Next Edge taking first step into liquid-alt space

Proposed merger will open up broader investable universe as firm bares plans for alternative mutual-fund lineup

Next Edge taking first step into liquid-alt space

Next Edge Capital Corp. is embarking on the next phase of enhancements to its investment fund platform with a proposal to create a new alternative mutual fund.

Pending unitholder and regulatory approvals, the firm is seeking to merge its Next Edge Bio-Tech Plus Fund into a new liquid-alt fund. If approved, the merger into the new Next Edge Biotech and Life Sciences Opportunities Fund is anticipated to take effect on or about December 18, 2020 – and would mark Next Edge’s first step into Canada’s liquid-alternative space.
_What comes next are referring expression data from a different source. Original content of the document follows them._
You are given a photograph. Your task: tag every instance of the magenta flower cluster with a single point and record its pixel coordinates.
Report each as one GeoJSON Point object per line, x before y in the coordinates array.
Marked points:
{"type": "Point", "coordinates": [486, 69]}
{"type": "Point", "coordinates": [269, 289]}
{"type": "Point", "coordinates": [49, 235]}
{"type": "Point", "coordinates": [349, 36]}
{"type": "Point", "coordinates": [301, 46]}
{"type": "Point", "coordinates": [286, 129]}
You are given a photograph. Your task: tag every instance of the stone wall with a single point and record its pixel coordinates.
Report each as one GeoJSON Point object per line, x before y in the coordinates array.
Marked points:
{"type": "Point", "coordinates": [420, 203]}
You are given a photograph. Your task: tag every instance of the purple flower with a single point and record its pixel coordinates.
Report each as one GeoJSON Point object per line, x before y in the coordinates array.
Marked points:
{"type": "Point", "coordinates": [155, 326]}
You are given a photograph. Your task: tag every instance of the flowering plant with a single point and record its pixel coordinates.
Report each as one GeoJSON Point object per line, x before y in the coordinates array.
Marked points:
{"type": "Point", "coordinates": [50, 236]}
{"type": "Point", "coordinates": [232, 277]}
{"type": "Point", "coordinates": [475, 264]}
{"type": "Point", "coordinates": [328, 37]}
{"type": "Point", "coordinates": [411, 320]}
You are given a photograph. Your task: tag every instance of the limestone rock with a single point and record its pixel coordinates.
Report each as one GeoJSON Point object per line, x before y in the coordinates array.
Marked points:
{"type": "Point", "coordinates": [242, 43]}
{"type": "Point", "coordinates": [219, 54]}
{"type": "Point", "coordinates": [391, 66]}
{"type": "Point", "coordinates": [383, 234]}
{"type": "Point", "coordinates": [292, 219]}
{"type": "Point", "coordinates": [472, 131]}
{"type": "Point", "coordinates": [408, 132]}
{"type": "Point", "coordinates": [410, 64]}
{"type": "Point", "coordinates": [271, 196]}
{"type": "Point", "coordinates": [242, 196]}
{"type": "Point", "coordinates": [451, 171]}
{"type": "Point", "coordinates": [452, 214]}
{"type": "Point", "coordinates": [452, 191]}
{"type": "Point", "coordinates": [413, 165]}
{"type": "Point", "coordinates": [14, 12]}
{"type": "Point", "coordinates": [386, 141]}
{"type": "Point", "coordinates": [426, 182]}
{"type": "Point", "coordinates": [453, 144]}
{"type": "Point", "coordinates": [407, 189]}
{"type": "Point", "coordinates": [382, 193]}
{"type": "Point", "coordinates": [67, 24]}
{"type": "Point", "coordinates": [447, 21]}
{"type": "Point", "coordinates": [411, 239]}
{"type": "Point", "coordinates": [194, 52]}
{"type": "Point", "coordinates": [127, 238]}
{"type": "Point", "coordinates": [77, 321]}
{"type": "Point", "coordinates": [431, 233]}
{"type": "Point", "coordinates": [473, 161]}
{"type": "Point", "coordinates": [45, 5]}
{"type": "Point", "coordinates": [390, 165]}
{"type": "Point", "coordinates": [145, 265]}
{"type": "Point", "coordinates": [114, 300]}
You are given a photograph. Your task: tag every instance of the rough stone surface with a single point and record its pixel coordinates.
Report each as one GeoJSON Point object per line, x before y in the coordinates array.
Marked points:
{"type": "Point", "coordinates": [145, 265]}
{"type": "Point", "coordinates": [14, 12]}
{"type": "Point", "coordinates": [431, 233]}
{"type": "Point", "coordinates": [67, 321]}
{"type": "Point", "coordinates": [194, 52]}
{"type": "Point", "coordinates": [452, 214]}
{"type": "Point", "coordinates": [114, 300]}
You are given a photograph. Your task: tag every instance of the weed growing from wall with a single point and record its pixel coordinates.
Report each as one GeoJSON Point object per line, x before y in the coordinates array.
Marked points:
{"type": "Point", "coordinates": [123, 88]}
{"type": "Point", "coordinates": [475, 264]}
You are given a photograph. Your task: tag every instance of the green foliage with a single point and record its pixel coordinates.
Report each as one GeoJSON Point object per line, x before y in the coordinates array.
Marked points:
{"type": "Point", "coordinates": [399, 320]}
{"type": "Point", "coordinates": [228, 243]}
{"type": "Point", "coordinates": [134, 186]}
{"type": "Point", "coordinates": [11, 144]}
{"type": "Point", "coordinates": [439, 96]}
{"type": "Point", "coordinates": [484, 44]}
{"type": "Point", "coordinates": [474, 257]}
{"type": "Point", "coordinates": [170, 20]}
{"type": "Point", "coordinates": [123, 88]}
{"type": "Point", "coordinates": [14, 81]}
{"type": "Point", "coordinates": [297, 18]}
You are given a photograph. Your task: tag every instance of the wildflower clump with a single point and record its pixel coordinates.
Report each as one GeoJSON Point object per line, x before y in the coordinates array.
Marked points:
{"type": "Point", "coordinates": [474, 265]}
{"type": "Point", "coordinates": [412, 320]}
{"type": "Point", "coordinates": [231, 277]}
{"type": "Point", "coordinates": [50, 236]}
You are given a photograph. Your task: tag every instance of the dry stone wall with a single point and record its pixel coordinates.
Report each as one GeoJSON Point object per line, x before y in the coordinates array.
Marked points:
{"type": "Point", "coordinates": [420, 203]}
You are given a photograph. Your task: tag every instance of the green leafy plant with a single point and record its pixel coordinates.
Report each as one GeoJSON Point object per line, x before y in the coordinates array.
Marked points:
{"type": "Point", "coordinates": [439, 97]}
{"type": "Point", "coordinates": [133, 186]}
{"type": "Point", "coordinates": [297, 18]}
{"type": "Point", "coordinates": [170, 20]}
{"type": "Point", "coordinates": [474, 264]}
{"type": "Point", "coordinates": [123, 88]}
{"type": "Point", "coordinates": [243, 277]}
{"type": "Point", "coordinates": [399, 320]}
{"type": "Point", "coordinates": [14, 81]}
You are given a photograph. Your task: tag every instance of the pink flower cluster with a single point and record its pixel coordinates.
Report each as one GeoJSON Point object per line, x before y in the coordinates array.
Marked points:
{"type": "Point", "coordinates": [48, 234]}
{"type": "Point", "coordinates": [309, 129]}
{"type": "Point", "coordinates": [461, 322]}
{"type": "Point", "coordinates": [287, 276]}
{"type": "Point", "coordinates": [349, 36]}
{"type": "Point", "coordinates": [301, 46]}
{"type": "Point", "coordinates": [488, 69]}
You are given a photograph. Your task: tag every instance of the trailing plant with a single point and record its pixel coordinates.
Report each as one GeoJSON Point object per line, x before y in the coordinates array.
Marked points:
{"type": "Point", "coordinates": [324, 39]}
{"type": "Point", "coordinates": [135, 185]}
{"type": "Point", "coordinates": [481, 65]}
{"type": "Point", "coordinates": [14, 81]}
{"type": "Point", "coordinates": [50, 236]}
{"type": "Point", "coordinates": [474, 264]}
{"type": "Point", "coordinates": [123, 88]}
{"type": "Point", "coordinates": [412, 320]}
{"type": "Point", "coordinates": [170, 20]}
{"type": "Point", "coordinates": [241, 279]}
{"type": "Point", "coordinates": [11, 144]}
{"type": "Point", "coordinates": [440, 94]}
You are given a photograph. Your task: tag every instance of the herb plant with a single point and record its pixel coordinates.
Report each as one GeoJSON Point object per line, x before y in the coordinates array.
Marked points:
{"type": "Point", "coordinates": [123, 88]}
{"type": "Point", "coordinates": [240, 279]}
“We are excited to launch our new product line of alternative mutual funds to the Canadian marketplace,” said Robert Anton, managing director at Next Edge. “The Next Edge Biotech and Life Sciences Opportunities Fund will be the first offering in this new product line and we look to bring other new and innovative investment products to Canadian investors in the near future.

A preliminary simplified prospectus for the new fund, along with a preliminary annual information form and preliminary fund facts, has been filed with Canadian securities regulatory authorities. Final versions of the documents will be filed with the regulatory authorities prior to the effective date of the merger.
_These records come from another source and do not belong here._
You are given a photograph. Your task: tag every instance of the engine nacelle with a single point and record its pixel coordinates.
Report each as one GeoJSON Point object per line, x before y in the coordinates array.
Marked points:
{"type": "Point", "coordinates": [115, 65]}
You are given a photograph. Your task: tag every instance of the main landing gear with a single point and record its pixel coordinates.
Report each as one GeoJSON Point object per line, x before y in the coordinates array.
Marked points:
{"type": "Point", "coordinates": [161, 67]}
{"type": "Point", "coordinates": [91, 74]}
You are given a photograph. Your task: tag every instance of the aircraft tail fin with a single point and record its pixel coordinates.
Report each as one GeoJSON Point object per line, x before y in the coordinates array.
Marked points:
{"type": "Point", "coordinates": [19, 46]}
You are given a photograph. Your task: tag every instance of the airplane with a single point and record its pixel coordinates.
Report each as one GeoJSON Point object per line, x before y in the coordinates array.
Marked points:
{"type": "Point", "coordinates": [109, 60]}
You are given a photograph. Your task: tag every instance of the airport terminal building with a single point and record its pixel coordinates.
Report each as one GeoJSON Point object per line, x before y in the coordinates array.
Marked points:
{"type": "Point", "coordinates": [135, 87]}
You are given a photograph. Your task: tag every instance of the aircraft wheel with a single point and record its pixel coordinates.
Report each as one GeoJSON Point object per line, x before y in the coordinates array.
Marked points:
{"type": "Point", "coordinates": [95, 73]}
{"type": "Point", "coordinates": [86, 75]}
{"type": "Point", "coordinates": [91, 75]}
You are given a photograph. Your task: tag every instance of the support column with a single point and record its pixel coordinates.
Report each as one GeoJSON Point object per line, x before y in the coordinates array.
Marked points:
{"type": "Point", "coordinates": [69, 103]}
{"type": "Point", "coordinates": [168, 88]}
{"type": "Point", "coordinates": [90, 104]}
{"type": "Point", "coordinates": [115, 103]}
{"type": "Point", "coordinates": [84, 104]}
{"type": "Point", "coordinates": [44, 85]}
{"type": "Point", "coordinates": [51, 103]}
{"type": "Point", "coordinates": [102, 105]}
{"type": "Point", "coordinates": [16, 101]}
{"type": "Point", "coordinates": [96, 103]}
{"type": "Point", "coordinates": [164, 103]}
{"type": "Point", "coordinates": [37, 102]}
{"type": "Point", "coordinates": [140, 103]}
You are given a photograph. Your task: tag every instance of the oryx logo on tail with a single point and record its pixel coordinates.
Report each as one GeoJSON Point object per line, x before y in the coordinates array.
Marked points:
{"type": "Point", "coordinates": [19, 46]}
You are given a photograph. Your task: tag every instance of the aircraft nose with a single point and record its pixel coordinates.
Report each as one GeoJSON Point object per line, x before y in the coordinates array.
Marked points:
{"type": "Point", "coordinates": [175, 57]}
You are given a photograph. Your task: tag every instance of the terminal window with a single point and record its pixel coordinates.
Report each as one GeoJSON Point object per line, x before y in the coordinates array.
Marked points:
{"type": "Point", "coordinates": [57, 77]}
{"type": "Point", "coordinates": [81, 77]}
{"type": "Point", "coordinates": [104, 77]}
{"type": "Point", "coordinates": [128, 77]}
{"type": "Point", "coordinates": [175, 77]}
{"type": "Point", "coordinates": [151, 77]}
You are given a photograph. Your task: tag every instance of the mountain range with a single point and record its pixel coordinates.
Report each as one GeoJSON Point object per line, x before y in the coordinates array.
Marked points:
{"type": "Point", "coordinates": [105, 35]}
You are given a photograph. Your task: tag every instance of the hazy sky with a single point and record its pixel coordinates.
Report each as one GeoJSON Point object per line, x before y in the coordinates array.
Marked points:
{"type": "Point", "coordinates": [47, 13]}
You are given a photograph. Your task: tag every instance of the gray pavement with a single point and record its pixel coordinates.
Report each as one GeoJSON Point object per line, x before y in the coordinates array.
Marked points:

The merger is proposed to be implemented on a taxable basis, which would therefore have potential tax consequences for unitholders of the terminating Next Edge Bio-Tech Plus Fund. If it is approved, unitholders of the terminating fund will receive units of the continuing fund based on the applicable NAV per unit.
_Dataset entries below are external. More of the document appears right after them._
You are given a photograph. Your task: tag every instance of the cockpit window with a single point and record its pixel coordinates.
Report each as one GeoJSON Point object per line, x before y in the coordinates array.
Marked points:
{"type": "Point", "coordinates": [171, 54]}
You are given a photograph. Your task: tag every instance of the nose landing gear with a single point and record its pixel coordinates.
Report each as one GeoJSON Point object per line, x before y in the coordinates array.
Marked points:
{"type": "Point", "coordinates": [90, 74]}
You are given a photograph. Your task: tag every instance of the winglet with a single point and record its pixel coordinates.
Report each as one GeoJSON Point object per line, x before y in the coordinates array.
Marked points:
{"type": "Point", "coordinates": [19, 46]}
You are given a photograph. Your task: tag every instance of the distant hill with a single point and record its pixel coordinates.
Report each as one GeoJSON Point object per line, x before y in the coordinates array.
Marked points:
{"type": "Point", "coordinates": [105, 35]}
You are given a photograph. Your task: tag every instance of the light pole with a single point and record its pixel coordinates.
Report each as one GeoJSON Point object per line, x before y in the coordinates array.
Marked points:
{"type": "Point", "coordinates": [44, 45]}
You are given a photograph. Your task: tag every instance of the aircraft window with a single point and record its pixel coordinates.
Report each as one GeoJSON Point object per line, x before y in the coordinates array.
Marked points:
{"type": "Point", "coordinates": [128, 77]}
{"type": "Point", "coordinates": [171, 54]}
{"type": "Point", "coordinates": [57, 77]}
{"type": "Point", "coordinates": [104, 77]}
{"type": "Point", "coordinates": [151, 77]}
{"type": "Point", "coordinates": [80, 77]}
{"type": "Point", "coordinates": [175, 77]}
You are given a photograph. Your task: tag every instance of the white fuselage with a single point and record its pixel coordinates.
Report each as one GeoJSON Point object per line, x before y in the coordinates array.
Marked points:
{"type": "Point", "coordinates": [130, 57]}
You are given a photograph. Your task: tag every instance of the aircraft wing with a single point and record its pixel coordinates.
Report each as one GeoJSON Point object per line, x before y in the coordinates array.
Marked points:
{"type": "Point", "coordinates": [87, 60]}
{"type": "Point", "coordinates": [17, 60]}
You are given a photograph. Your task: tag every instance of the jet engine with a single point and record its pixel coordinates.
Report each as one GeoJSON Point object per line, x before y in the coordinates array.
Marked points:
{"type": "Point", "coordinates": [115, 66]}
Following the merger, automatic distribution reinvestment plans and other optional services that had been established with respect to the terminating fund will be carried on with respect to the new fund.

“We look forward to having a broader investable universe than we are currently afforded and having access to additional investment opportunities, increased liquidity and greater flexibility when making investment decisions that being an ‘alternative mutual fund’ under NI 81-102 affords us and that are not permitted for conventional mutual funds,” said Eden Rahim, portfolio manager of the Biotech and Life Sciences Opportunities Fund.